The fairy circles of the Namib are one of nature’s greatest mysteries. Millions of these circular barren patches extend over vast areas along the margins of the desert in Namibia. In 1979, G.K. Theron published the first research about their origin. His hypothesis was that poisonous substances from Euphorbia damarana leaves induced fairy circles. As part of a new study, scientists from the University of Göttingen and the Gobabeb Namib Research Institute located the original euphorbia plants that were part of Theron’s study. Four decades later, the researchers are now able to conclusively disprove Theron’s original hypothesis. Their results were published in the journal BMC Ecology and Evolution.
In the late 1970s, South African botanist Theron noticed several dying and decomposing shrubs of euphorbia in the Giribes area of north-western Namibia. He therefore proposed that poisonous substances from the leaves of this plant could kill the grasses and induce fairy circles and his hypothesis was published in 1979. As part of the current study, scientists went back to this same area and managed to locate the original metal pins that marked the plants. In 2020, the research team documented these remote sites in detail for the first time, using ground-based photography as well as high-resolution drone imagery and historic satellite images.
The researchers show that none of the marked euphorbia locations developed into a fairy circle. Instead, long-lived grass tussocks were growing around all the metal pins. This runs contrary to the hypothesis that poisons from euphorbia inhibited the growth of other plants because these grasses survived. Given that the euphorbia hypothesis proposes that only dead and decaying shrubs would induce a barren patch, the researchers also measured the sizes of the dying euphorbias and compared them to the sizes of fairy circles in the same study plots. As well as in Giribes, this second part of the study was also carried out at Brandberg. In both regions, the diameters of decaying euphorbias could not explain the sizes of the much smaller or the larger fairy circles. In a third part of the study, the spatial patterns of the fairy circles were directly compared to the patterns of euphorbias within the same areas to investigate a potential link between both distributions in the regions Giribes, Brandberg and Garub. However, the patterns of shrubs and circles did not match: in four out of five plots the patterns differed significantly, with the circles being regularly distributed while the euphorbias were predominantly clustered.
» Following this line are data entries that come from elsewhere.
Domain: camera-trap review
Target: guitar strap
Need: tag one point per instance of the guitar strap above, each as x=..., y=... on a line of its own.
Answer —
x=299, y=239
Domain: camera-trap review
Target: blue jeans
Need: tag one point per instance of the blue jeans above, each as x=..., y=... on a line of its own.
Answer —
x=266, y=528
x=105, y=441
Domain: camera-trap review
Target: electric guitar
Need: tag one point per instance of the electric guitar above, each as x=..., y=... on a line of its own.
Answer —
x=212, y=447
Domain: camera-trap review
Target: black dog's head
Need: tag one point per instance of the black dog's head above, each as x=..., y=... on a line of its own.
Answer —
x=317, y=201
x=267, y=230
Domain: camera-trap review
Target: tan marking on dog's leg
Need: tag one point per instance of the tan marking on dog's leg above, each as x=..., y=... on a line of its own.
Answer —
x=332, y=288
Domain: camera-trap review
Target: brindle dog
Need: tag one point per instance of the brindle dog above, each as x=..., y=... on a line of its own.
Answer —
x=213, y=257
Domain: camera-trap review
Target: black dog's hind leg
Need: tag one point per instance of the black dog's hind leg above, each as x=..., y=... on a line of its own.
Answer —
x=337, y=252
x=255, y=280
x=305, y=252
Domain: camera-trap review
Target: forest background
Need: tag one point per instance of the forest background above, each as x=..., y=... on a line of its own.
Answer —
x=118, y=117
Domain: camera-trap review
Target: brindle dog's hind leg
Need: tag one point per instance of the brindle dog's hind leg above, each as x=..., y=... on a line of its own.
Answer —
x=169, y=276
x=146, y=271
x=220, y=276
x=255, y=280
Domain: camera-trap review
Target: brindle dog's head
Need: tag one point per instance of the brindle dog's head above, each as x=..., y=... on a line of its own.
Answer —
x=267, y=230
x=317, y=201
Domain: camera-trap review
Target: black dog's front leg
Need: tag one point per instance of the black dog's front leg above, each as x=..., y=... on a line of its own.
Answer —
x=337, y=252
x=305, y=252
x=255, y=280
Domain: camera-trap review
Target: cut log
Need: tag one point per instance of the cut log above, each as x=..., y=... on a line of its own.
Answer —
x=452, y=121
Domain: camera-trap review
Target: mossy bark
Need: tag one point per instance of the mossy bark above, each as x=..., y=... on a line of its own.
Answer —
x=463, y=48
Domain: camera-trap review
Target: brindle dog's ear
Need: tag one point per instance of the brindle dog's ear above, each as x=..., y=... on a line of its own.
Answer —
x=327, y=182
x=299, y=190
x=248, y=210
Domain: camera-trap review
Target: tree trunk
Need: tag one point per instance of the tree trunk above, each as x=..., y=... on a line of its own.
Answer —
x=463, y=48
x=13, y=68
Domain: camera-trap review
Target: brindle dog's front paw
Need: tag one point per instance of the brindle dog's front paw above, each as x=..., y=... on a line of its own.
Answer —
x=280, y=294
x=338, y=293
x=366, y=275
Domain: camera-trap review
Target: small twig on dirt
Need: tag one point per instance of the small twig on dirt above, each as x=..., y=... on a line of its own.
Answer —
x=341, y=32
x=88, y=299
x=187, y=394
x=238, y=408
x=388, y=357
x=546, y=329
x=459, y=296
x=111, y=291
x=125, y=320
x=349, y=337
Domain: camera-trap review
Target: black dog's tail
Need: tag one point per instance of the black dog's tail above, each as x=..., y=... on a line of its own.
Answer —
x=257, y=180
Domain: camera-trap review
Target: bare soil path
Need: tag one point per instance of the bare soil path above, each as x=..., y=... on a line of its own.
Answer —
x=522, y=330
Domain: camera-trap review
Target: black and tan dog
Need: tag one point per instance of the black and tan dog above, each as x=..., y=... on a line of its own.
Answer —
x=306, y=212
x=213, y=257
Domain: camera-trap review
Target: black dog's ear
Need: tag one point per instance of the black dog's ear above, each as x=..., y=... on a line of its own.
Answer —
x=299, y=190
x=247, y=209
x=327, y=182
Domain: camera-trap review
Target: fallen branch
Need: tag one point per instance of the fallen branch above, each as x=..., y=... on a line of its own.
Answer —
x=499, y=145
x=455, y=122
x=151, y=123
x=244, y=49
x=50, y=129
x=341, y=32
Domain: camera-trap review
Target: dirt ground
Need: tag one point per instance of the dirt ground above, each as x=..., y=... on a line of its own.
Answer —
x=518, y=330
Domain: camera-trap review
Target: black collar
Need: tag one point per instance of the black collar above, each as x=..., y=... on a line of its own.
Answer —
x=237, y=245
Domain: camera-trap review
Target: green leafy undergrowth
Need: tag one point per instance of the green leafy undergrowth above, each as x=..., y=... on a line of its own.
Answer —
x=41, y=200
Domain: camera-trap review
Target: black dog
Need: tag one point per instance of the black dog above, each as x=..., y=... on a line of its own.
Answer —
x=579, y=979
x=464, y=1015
Hence the process that creates the pattern of fairy circles is different from the process that creates the pattern of the euphorbias.
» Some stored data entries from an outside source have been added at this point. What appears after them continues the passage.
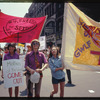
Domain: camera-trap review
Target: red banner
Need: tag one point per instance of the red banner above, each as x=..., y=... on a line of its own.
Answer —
x=20, y=30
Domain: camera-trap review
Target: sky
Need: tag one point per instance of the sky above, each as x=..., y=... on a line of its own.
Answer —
x=14, y=9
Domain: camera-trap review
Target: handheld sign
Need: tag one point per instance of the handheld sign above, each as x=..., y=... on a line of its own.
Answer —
x=13, y=73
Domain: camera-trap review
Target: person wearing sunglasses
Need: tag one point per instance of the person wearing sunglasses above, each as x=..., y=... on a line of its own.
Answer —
x=33, y=63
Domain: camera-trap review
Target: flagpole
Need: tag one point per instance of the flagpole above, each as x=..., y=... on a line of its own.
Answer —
x=43, y=25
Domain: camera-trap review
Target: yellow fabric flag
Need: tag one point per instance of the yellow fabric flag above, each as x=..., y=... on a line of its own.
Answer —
x=81, y=40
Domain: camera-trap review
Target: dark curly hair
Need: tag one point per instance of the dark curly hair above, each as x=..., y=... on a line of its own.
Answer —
x=12, y=45
x=50, y=55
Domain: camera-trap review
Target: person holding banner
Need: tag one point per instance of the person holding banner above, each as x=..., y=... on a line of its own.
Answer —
x=33, y=63
x=12, y=55
x=58, y=75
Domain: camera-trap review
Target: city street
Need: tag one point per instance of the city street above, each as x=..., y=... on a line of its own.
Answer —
x=85, y=84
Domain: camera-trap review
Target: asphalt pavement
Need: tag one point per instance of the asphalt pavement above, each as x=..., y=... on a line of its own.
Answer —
x=84, y=84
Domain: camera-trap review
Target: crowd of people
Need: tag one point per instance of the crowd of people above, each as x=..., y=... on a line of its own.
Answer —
x=37, y=61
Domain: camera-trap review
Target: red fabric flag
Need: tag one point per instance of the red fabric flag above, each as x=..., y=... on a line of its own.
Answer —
x=18, y=29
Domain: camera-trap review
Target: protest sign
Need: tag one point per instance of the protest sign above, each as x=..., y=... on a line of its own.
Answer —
x=13, y=73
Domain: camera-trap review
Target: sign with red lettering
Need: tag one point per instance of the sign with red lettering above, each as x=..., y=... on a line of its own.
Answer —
x=13, y=73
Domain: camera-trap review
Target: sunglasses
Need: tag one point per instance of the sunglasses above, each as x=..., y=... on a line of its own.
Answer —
x=35, y=43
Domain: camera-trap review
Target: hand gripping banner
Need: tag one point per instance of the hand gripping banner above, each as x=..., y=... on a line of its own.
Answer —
x=20, y=30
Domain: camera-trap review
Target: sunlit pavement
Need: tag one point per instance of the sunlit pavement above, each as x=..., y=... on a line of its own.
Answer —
x=84, y=84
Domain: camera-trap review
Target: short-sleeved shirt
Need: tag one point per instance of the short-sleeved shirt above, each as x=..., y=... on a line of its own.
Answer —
x=30, y=59
x=8, y=56
x=56, y=63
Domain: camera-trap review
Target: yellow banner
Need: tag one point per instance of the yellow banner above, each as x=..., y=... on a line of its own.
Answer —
x=87, y=47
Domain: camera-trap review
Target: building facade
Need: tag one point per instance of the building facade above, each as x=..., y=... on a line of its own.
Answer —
x=54, y=23
x=53, y=27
Dr Stephan Getzin, Department of Ecosystem Modelling at the University of Göttingen, summarizes, “When Theron published his original euphorbia hypothesis more than four decades ago, he was a pioneer in fairy-circle research: almost nothing was known about them at that time. Today, however, we see the long-term outcome of his early experiment and — based on our detailed field observations — we have to reject the euphorbia hypothesis.” Getzin explains, “Disproving hypotheses about the origin of fairy circles is an important step in solving their mystery because it helps advance our scientific understanding. It enables us to identify more probable mechanisms which explain these stunning formations as well as other fascinating biological phenomena.”